Лика от нетерпения вся вытянулась, втягивая порозовевшими ноздрями волшебный запах давно забытого лакомства.

— Я тебя всю ночь ждала, — она бережно сняла с вилки первый нежный кусочек, — думала, у тебя роман случился.

— Я тоже думала, что у тебя роман, когда ты в свою студию зачастила.

— С кем? С Завадским, что ли? — фыркнула Лика.

— А почему бы и нет? Ты же у меня красавица, — Кася облизнула вилку. — Ты бы лучше работу поискала, право, — вздохнула она, — вон «Эйнем» снова открывают, будет называться то ли «Красный Октябрь», то ли «Красный Пролетарий», не помню. Хоть паек бы был.

— Паек «бывшим» не положен. А меня, кстати, сама Ламанова в студии заприметила и в модистки пригласила.

— Ламанова? У вас в студии?! Лика, что ты несешь? Какие модистки? Я думала, ты там актриса.

— Я и есть актриса. А Надежда Петровна нам для Турандот костюмы шила, и я ей помогала. Да ты, Кася, вообще ничего не знаешь, а еще сестра, — затараторила Лика, — вот вчера была генеральная, невероятный триумф, нам так хлопали, сам Станиславский аплодировал стоя, а ты… — она осеклась.

— А я не пришла, — Кася грустно кивнула, — поезд не пришел. Спасибо Петру, договорился с соседом, тот меня на санях вот в этом тулупе, — она покосилась на валяющееся на полу свое вчерашнее одеяние, — всю ночь до Москвы вез, чтобы успеть на твое рождение.

— Но сегодня придешь? В семь вечера. Ну, пожалуйста, Кася, не опоздай, это ведь мой дебют!

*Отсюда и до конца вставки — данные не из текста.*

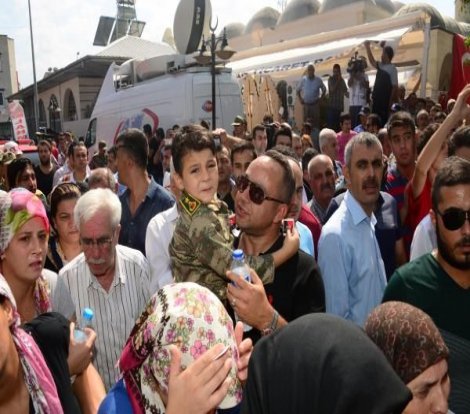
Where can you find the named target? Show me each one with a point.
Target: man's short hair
(453, 171)
(309, 153)
(459, 139)
(102, 177)
(363, 138)
(16, 168)
(98, 200)
(242, 146)
(45, 143)
(324, 136)
(287, 180)
(401, 119)
(73, 145)
(135, 143)
(258, 127)
(373, 119)
(190, 138)
(344, 117)
(389, 52)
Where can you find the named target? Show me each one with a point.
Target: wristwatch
(272, 326)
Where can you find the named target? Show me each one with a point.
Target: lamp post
(208, 56)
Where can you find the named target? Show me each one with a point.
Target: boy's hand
(291, 241)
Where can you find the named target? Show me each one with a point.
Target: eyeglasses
(256, 193)
(101, 243)
(454, 218)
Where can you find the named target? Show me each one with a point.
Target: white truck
(161, 91)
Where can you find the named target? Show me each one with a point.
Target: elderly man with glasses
(263, 200)
(111, 279)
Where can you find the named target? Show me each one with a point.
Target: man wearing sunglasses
(265, 195)
(439, 282)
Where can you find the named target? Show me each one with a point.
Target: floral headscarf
(16, 208)
(37, 377)
(188, 316)
(407, 336)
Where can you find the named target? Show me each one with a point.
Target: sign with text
(18, 120)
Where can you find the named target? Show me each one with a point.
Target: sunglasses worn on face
(255, 192)
(454, 218)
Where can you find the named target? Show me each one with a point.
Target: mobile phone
(287, 224)
(217, 141)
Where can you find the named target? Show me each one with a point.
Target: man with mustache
(349, 256)
(439, 282)
(111, 279)
(322, 182)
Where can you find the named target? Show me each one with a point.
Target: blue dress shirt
(350, 262)
(134, 228)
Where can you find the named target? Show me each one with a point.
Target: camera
(357, 64)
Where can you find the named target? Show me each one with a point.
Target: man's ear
(346, 174)
(7, 307)
(281, 214)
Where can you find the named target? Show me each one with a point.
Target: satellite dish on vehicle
(192, 19)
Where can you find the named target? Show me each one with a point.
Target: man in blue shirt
(349, 255)
(144, 198)
(310, 90)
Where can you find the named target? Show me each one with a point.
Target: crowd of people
(356, 233)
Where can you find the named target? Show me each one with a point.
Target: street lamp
(206, 57)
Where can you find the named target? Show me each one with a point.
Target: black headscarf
(321, 364)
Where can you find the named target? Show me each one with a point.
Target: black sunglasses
(454, 218)
(256, 193)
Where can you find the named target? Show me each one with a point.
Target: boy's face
(199, 176)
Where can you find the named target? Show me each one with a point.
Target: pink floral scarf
(188, 316)
(38, 378)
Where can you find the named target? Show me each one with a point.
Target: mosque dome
(333, 4)
(264, 18)
(397, 4)
(451, 24)
(464, 28)
(233, 30)
(297, 9)
(436, 17)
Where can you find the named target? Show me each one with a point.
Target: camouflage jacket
(202, 245)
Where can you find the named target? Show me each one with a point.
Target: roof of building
(135, 47)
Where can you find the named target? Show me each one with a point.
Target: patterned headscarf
(188, 316)
(407, 336)
(37, 377)
(16, 208)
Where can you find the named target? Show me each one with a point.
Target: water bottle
(240, 268)
(79, 334)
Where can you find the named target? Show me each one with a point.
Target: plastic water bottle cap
(238, 254)
(87, 314)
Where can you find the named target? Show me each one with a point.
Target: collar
(357, 212)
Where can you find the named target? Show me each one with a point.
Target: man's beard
(447, 254)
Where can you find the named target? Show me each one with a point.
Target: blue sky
(64, 29)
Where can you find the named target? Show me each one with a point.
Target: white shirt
(424, 238)
(158, 237)
(116, 310)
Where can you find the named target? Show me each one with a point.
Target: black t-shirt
(44, 181)
(297, 288)
(51, 333)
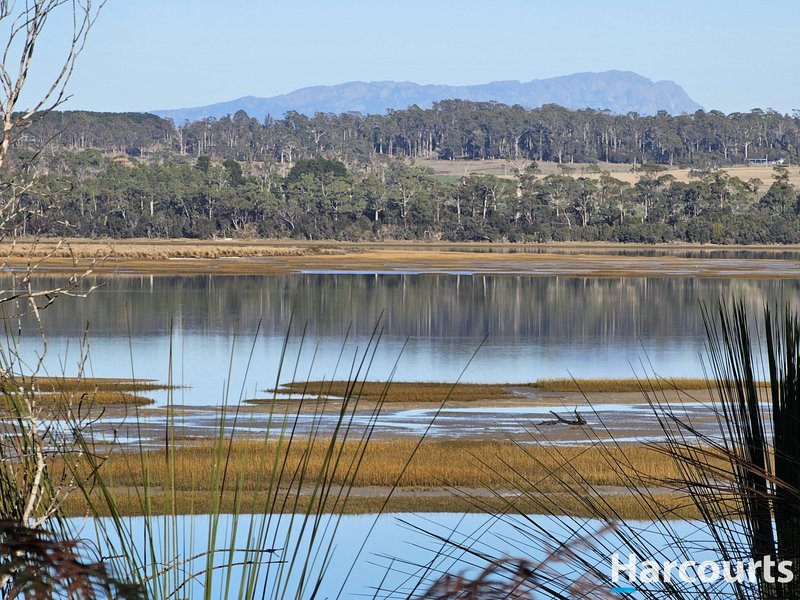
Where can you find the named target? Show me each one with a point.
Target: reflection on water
(431, 325)
(403, 553)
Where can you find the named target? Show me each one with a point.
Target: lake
(226, 333)
(401, 555)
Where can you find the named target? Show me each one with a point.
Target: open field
(441, 476)
(623, 172)
(181, 257)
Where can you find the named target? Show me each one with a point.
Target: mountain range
(619, 92)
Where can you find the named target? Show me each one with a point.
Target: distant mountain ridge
(620, 92)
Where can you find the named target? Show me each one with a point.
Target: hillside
(619, 92)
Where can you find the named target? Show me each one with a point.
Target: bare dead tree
(23, 23)
(40, 462)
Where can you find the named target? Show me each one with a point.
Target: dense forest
(356, 177)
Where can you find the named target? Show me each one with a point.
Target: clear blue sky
(731, 55)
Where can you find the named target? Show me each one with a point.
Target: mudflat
(176, 257)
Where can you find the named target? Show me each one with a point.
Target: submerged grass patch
(625, 385)
(87, 391)
(468, 392)
(488, 475)
(397, 391)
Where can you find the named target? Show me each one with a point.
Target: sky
(143, 55)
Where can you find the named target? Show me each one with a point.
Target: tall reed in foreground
(743, 479)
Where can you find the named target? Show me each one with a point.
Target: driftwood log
(559, 420)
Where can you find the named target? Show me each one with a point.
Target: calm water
(403, 554)
(518, 328)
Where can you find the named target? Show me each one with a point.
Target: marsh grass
(741, 482)
(623, 385)
(400, 391)
(272, 507)
(435, 464)
(422, 392)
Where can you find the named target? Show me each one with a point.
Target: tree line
(450, 130)
(90, 193)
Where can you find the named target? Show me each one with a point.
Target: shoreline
(285, 257)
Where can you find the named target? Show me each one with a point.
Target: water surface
(224, 336)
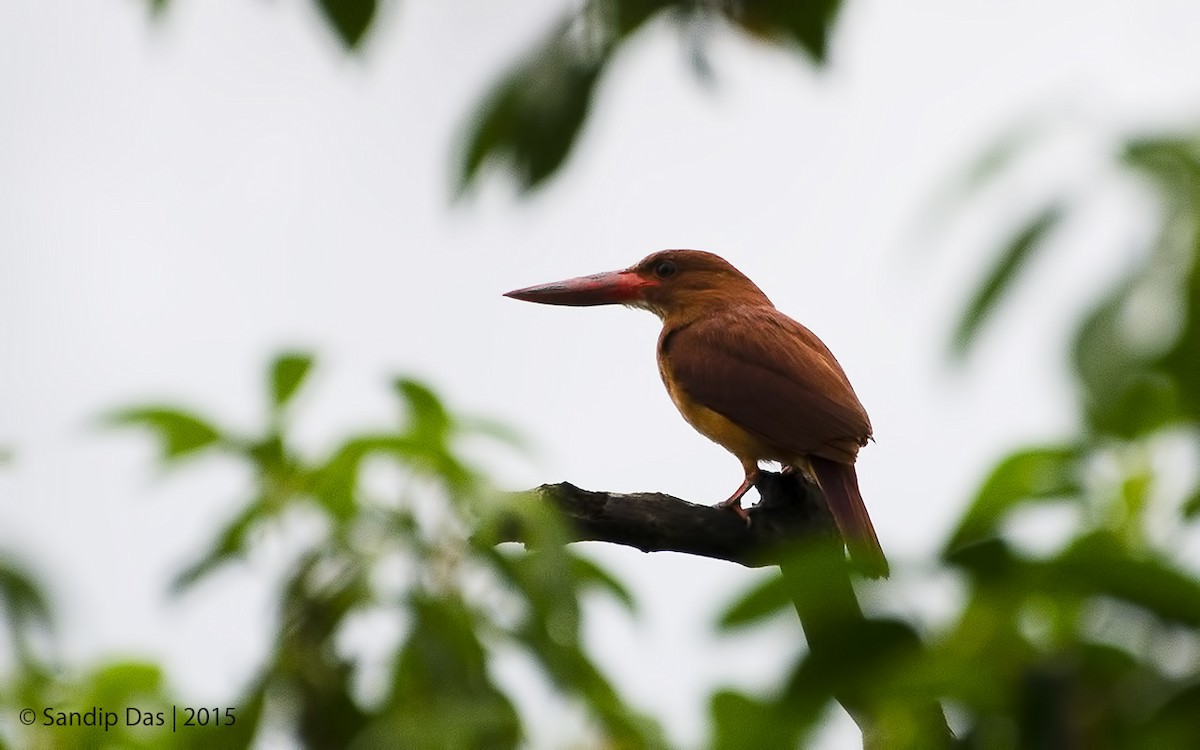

— Конечно, приду, цыпленок, но кого же ты играешь? Неужели принцессу Турандот? — добродушно рассмеялась Кася.

— Ну, что ты говоришь? Турандот — Циля Мансурова. О! Она гениальна! А я — Цанни, слуга просцениума. Но ты не думай, у меня маленькая, но очень ответственная роль. Сама увидишь. Знаешь, как нас Евгений Багратионович гонял!

Лика замолчала. Потом умоляюще посмотрела на сестру:

— Кася, милая, можно мы с ним няниным пирогом поделимся? Он очень болен. Даже на вчерашнем прогоне не был. Представляешь, как он будет рад?

— Твой подарок, ты и решай, — ответила Кася, понимающе потрепав сестру по плечу, — ну, буду собираться, в Ликбез опаздываю, — заторопилась она.

— А я — к Вахтангову, — чмокнула ее сестра.

 

Из двери на верхнем этаже полуразрушенного подъезда выпорхнула худенькая девушка. Она прижимала к груди небольшой сверток в потертой рогожке. Острые каблучки быстро забарабанили по давно не мытым ступеням в такт веселой песенке, которую она напевала: «В царство сказки превращаем мы сейчас помост крутой…» Редкие снежинки, подающие из разбитого слухового окна, крутились в световом потоке, пытаясь догнать ее веселые кудряшки, выбившиеся из-под маленькой белой шапочки. Скрипнула входная дверь. В дверном проеме показался дворник в шапке набекрень и громадных кучерских рукавицах.

— Вы кто такая, гражданочка? — спросил он, пошатываясь.

— Я с третьего этажа, — ответила девушка, протискиваясь между стеной и дворником, преградившим ей путь.

— Шастают тут, работать не дают, тунеядки, чтоб вам, — пробурчал дворник и скрылся в дворницкой.

Девушка вылетела из парадного, перебежала улицу, преодолев наледи на мостовой, и остановилась у театральной тумбы. Оглянувшись по сторонам, она достала из рукава свернутый в тонкую трубочку афишный лист и прилепила его поверх оборванных, шуршащих на ветру лоскутов. Встав в позу уличного глашатая, продекламировала: «Третья студия МХАТ. 28 февраля 1922 года. Премьера сказки Карло Гоцци «Принцесса Турандот». Постановка Евгения Вахтангова».

Проходящий мимо человек в кепке, натянутой до самих бровей, остановился в удивлении. «Турандот — это что?» — спросил он. — «Турандот — это что-то! А вы приходите, узнаете», — хохотнула в ответ девушка, перескочила через сугроб и скрылась за углом.